Various probiotics secrete different enzymes, which affects how well they can utilize polysaccharides. In addition, numerous carbohydrate-activating enzymes are needed to depolymerize the backbone and side chains of plant polysaccharides because of their intricate and varied chemical structure [36,37]. Whether polysaccharides can be utilized by probiotics depends on their physicochemical characteristics. First, the molecular weight of the polysaccharide will affect its utilization by probiotics. The probiotics were able to make use of LP2 more readily than LP1 in this work, which may be because LP2 belongs to the smaller molecular weight of the ultrafiltration membrane interception, only 16.96 kDa. According to earlier researches [38,39], low-molecular-weight polysaccharides can encourage the growth of probiotics, which is consistent with our finding. Another important aspect that affects the prebiotic activity of polysaccharides is their monosaccharide composition. Compared to LP1, LP2 has a higher arabinose and galactose ratio and stronger prebiotic activity. This effect was demonstrated in the studies of Cano [40] and Macfarlane [41], where arabinose and galactose significantly outperformed other oligosaccharides in terms of prebiotic activity. This fully explains why LP2 is better used by probiotics than LP1.

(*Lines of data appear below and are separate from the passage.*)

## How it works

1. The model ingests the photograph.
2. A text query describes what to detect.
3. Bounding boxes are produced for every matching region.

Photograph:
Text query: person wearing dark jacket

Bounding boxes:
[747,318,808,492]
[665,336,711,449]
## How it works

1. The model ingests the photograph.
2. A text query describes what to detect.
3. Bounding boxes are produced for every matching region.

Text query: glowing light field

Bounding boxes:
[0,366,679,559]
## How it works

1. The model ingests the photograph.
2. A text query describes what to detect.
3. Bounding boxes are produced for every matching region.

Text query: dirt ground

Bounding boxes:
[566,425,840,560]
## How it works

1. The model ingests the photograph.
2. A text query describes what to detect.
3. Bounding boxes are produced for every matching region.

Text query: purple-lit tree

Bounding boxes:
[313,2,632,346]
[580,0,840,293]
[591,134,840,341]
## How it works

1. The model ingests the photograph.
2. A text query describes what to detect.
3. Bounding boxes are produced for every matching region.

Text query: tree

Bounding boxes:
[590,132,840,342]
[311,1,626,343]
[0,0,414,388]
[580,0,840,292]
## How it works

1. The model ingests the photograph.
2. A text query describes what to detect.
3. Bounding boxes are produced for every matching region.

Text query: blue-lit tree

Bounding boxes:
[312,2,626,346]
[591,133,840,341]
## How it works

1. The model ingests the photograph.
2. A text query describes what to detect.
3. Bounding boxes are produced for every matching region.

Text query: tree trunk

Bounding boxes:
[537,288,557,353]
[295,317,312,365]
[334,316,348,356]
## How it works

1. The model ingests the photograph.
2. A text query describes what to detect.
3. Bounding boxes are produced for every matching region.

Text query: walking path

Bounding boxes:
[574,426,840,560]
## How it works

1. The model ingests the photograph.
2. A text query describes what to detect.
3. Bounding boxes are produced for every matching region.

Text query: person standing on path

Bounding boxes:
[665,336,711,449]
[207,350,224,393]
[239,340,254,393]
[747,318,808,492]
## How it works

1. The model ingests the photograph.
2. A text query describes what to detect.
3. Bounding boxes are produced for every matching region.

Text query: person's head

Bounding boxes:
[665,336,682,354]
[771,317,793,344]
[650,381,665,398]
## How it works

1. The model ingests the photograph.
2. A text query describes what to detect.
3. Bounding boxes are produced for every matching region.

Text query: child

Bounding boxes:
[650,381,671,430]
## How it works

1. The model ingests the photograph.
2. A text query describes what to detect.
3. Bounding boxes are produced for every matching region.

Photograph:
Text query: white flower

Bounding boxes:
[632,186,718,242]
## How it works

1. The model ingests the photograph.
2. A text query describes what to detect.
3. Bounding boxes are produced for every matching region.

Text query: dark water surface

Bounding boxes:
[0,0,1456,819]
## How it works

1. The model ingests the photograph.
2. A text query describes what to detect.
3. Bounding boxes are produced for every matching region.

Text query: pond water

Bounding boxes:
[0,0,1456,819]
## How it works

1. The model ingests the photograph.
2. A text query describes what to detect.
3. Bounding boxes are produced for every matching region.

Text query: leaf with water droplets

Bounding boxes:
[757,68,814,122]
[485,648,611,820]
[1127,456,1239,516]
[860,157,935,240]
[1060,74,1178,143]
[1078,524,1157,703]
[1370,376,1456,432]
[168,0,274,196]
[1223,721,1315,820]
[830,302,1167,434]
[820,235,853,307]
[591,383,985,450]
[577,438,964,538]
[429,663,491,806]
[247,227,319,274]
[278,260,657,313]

In addition, the prebiotic activity of polysaccharide is also affected by viscosity and solubility. In the study of Zhang [42], polysaccharides with low viscosity were more utilized by gut microbiota. A different study on rapeseed polysaccharide found that RP1, which is more water-soluble than RP2, had a greater effect on probiotics [43]. This is in line with the findings of the present study, where LP2 was more utilized by probiotics than LP1 due to the higher solubility and lower viscosity of LP2. This could be because of the improved dispersibility of polysaccharide in solution and the ability to prolong the molecular chain, which provide more active sites for the carbohydrate enzymes released by the probiotics. Finally, it is easily used by probiotics, thereby, had better probiotic proliferative activity. It makes sense that LP2 has a more favorable impact on probiotics than LP1 due to its physicochemical characteristics. Beyond that, there may be more mechanisms of action to be explored in the future.

4. Conclusions

In this study, two litchi polysaccharide fractions with significantly different molecular weights were purified and prepared by an ultrafiltration membrane. The LPs exhibited significant differences in sugar content, monosaccharide composition, viscosity and solubility. The low molecular weight polysaccharide fraction (LP2) showed better in vitro immunomodulatory and prebiotic activities than the high molecular weight one. The superior biological activity of LP2 is related to its low molecular weight, high solubility, low viscosity, and rich arabinose and galactose composition. This result suggested that an ultrafiltration membrane could be applied to produce a highly-active litchi polysaccharide. In addition, it demonstrates the application potential of litchi polysaccharide in the food and pharmaceutical industries.